Many of the high-risk implantable cardiac devices in use today were approved through a supplement pathway that does not require new clinical data on the safety and effectiveness of changes made to the products since their original approval, a review of an agency database showed.

From 1979 through 2012, 77 original pre-market approval (PMA) applications -- which required the manufacturers to provide clinical data on the safety and effectiveness of the devices -- were cleared by the FDA, according to Aaron Kesselheim, MD, JD, MPH, of Brigham and Women's Hospital in Boston, and colleagues.

During that same time, however, those original PMAs were subject to 5,829 approved supplement applications, which covered everything from relatively minor changes to labeling, materials, or packaging to substantial design changes, often without the need for additional clinical data, they reported in the Jan. 22/29 issue of the Journal of the American Medical Association.

"It behooves physicians and patients when they're considering a device to understand not only that the device has been FDA approved but to understand the process through which the device was FDA approved and any data that exist about the device," Kesselheim said in an interview.

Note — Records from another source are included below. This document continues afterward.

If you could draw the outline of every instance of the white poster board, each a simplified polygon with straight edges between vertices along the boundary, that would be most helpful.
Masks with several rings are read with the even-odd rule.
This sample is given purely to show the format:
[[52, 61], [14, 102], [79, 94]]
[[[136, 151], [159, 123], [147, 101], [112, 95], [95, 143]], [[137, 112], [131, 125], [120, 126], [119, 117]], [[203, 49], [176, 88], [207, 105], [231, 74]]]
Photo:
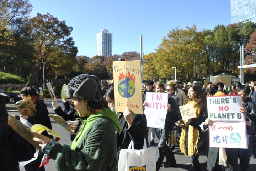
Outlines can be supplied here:
[[145, 107], [144, 114], [147, 117], [148, 127], [164, 128], [167, 114], [168, 93], [147, 92], [146, 100], [148, 106]]
[[247, 148], [244, 115], [241, 95], [208, 96], [208, 117], [213, 122], [208, 127], [210, 147]]

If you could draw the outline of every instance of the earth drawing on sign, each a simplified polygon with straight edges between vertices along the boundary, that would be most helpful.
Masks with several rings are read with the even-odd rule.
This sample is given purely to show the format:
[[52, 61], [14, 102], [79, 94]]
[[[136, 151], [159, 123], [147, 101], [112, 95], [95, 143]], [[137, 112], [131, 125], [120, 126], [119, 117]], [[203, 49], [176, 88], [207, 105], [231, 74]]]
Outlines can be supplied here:
[[235, 144], [238, 144], [240, 143], [241, 141], [241, 136], [236, 132], [231, 133], [229, 137], [231, 142]]
[[128, 75], [126, 74], [124, 75], [123, 72], [119, 75], [118, 84], [118, 92], [123, 97], [128, 98], [134, 95], [135, 92], [135, 80], [134, 74], [131, 75], [128, 72]]

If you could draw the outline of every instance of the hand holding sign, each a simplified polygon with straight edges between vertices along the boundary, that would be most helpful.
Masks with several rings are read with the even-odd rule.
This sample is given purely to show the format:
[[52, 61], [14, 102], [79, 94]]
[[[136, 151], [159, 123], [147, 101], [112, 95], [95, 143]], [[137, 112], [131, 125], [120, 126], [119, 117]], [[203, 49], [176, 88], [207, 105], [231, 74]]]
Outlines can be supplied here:
[[179, 107], [182, 120], [187, 123], [190, 118], [196, 118], [193, 103], [190, 103]]

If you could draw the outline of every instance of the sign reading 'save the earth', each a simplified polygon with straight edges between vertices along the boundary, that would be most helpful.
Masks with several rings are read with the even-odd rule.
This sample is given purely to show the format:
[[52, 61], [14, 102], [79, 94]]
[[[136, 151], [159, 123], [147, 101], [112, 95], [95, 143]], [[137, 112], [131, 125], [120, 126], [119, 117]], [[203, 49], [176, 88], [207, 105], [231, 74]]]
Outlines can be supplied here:
[[113, 66], [116, 111], [126, 107], [142, 114], [140, 61], [114, 61]]

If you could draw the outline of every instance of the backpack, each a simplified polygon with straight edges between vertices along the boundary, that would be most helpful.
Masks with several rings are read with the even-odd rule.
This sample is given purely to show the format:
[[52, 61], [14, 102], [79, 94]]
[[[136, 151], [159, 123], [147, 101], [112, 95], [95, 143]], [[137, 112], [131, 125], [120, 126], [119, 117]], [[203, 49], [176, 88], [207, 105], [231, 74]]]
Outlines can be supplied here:
[[14, 130], [12, 137], [12, 145], [15, 157], [18, 161], [30, 160], [34, 157], [36, 150], [36, 147]]

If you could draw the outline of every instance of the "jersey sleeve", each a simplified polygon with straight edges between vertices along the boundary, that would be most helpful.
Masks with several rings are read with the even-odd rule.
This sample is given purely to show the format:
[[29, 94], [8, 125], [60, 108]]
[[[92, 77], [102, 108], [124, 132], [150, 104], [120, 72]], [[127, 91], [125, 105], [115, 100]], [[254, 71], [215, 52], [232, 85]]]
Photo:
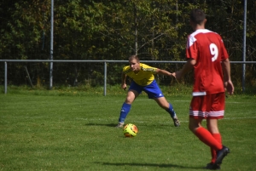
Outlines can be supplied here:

The FDA uses the PMA process to evaluate new high-risk medical devices, which include pacemakers, implantable cardioverter-defibrillators (ICDs), and cardiac resynchronization therapy (CRT) devices. But changes to previously approved devices can be introduced using the supplements.

"The benefits [of the supplement pathway] are the more rapid approval and clinical use of new technology," commented Michael Rinaldi, MD, director of clinical research at Carolinas HealthCare System's Sanger Heart & Vascular Institute in Charlotte, N.C., who was not involved in the study. "Requiring a large randomized trial for every proposed iterative device improvement would slow and potentially stop needed improvements in technology."

But it also means that many of the devices clinicians are implanting into patients currently -- which may be substantially different from the device included in the original PMA after numerous small changes -- have not been subject to rigorous clinical testing.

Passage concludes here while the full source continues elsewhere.